The last king of France was not even a king at the time of his execution. He had been arrested the previous August and stripped of all his titles and styles when the monarchy was abolished a month later – his name at the time of his death, according to the newly formed French republic, was Citoyen Louis Capet. Louis faced his beheading bravely, and spoke to the onlookers, forgiving those who called for his execution.
The tragedy of it all is that Louis had been one of the greatest reformers in the history of the French monarchy, and had repeatedly instituted (or attempted to institute) policies that would help the common people of France. However, his reforms were repeatedly blocked by a nobility jealous of its privileges – especially those reforms that would have harmed them financially. The reforms they did allow through often proved economically disastrous – Louis and his advisers were poor economists. As king, the ultimate responsibility rested with Louis, and as a man, he paid the ultimate price for it.

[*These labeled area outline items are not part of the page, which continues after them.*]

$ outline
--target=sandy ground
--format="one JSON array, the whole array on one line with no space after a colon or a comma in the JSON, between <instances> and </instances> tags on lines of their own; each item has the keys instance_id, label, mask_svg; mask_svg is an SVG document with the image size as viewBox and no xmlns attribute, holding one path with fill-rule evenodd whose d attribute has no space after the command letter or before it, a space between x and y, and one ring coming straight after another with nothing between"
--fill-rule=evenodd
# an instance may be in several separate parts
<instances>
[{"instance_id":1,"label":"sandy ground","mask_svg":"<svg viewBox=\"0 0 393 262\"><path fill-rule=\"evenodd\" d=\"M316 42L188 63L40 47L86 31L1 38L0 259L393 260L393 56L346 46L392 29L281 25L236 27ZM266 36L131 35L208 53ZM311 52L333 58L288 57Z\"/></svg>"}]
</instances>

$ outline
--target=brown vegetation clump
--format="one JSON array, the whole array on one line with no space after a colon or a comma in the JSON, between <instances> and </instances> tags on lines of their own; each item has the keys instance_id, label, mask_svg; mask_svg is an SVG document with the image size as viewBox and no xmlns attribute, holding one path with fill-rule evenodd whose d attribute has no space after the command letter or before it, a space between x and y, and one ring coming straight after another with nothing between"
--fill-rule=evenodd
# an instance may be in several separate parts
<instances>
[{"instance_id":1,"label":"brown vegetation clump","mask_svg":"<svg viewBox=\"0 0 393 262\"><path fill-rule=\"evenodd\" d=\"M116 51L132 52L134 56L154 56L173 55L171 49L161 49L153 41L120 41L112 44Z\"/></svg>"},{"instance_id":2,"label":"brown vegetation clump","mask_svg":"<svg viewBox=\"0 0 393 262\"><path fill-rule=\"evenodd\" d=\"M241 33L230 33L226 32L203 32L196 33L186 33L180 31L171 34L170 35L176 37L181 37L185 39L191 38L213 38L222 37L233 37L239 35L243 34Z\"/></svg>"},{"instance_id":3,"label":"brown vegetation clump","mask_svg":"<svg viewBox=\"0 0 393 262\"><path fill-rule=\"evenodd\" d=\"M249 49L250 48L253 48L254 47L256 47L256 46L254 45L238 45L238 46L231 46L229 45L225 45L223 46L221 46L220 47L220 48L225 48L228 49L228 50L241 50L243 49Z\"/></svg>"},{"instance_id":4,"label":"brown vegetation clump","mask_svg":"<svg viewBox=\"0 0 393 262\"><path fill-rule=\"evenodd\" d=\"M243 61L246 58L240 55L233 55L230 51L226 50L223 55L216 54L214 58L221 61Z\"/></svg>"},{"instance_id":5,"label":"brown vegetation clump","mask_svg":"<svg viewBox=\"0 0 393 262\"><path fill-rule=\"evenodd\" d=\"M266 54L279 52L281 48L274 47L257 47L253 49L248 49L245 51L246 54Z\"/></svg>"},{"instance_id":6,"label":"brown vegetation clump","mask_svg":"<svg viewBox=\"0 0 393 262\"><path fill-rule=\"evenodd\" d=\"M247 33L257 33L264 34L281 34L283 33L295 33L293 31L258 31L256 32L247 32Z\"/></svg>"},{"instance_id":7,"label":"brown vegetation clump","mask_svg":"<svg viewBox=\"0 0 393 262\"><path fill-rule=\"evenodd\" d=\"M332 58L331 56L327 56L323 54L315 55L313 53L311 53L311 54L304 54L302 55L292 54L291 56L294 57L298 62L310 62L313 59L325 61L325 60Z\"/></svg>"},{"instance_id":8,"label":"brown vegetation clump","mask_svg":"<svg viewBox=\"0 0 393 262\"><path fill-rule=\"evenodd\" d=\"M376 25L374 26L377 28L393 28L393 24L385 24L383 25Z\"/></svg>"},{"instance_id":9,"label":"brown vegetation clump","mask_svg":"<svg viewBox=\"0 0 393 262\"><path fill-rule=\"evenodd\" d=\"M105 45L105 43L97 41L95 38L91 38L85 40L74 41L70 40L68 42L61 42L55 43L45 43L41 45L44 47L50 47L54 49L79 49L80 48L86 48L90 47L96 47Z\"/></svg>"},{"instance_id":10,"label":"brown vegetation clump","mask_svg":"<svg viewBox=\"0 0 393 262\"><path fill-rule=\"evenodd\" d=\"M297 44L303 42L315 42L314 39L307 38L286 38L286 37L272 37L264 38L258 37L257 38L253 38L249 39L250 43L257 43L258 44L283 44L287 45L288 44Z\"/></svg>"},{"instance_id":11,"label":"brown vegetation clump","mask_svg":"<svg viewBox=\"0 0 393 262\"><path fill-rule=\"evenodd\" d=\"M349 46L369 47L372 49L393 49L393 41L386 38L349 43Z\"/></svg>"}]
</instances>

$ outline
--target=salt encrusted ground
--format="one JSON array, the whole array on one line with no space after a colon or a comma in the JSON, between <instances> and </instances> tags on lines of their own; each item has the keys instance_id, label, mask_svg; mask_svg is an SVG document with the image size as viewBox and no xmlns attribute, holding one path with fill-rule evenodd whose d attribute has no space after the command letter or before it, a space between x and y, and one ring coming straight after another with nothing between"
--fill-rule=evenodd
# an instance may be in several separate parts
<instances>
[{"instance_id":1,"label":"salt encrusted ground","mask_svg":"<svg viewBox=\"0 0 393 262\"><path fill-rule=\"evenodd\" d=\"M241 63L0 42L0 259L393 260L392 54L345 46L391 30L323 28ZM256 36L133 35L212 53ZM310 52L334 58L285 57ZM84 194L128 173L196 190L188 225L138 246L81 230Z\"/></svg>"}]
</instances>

Napoleon had grand dreams of empire when he embarked for the Middle East in 1798. And at first, they seemed warranted. His forces took Malta in June 1798, and then eluded the British Navy for nearly two weeks as they crossed the Mediterranean to Egypt. On July 1, the fleet landed at Alexandria, although Napoleon himself was still at sea.
Perhaps this is why his orders were ignored, and his forces invaded the city during the night, taking it with little resistance. Napoleon’s Egyptian campaign was a mixed success: on land his forces triumphed over the Egyptians and ended the rule of the Mamelukes; at sea, they lost a disastrous engagement with the British. Undaunted, Napoleon continued with his plans to invade Syria, but a combination of harrying from the British at sea and the Ottomans on land, coupled with uprisings of the conquered (notably at Cairo in October 1798) eventually forced him to withdraw. The lasting results of his invasion were few: Egypt remained an Ottoman possession, although the decline of the Ottoman Empire was now undeniable; and the discovery of the Rosetta Stone led to great advances in archaeology, making it possible to translate hieroglyphics into modern languages.
It is possibly the most notorious defeat in military history, a textbook example of strategic and logistical errors: Napoleon’s retreat from Moscow, in the chilly Winter in 1812. This day, December 14, marks the date upon which the French were finally expelled from Russian territory.
A combination of factors – worsening weather, an over-extended supply chain, the scorched-earth policy of the Russian peasantry and the guerilla tactics of the Russian military being the most well-known – came together to make the French position in Moscow untenable. When Napoleon left the army to shore up his political position in France, the already poor morale of the French army sank lower still, and the remaining commanders ordered a retreat, most likely in order to prevent a mutiny.
Thus began one of the most infamous and fatal retreats the world has ever seen. In addition, the defeat was the beginning of the end for Napoleon, whose fortunes declined over the next few years, finally culminating in his defeat in the battle of Waterloo in 1815
The fall of Dien Bien Phu marked the unofficial end of French Indo-China. The French Far East Expeditionary Corps was comprehensively defeated by the Viet Minh communist-nationalist revolutionaries – the first time that a colonial occupier had been so defeated. The causes of the defeat are many, but the two most prominent are the evolution of the Viet Minh from a loose group of disorganised guerilla bands into a force equivalent to standing national army, and a series of poor decisions made by the French defenders.
The Vietnamese victory came only after 55 days of battle, with large losses on both sides: as many as 2000 French dead and over 4000 Vietnamese. The fighting was close and deadly, often resembling the trench warfare of World War One as the siege progressed. In the final victory, almost 12,000 French prisoners were taken, and many died in captivity from wounds received in the fighting, or as a result of beatings, disease and starvation while imprisoned.
The official end of the first Indo-China War came later that year, although it would cast a long shadow, inspiring other rebellions in the French colonies of Madagascar and Algeria, two separate coups d’état in France itself, and of course, the Second Indo-China War – better known today as the Vietnam War.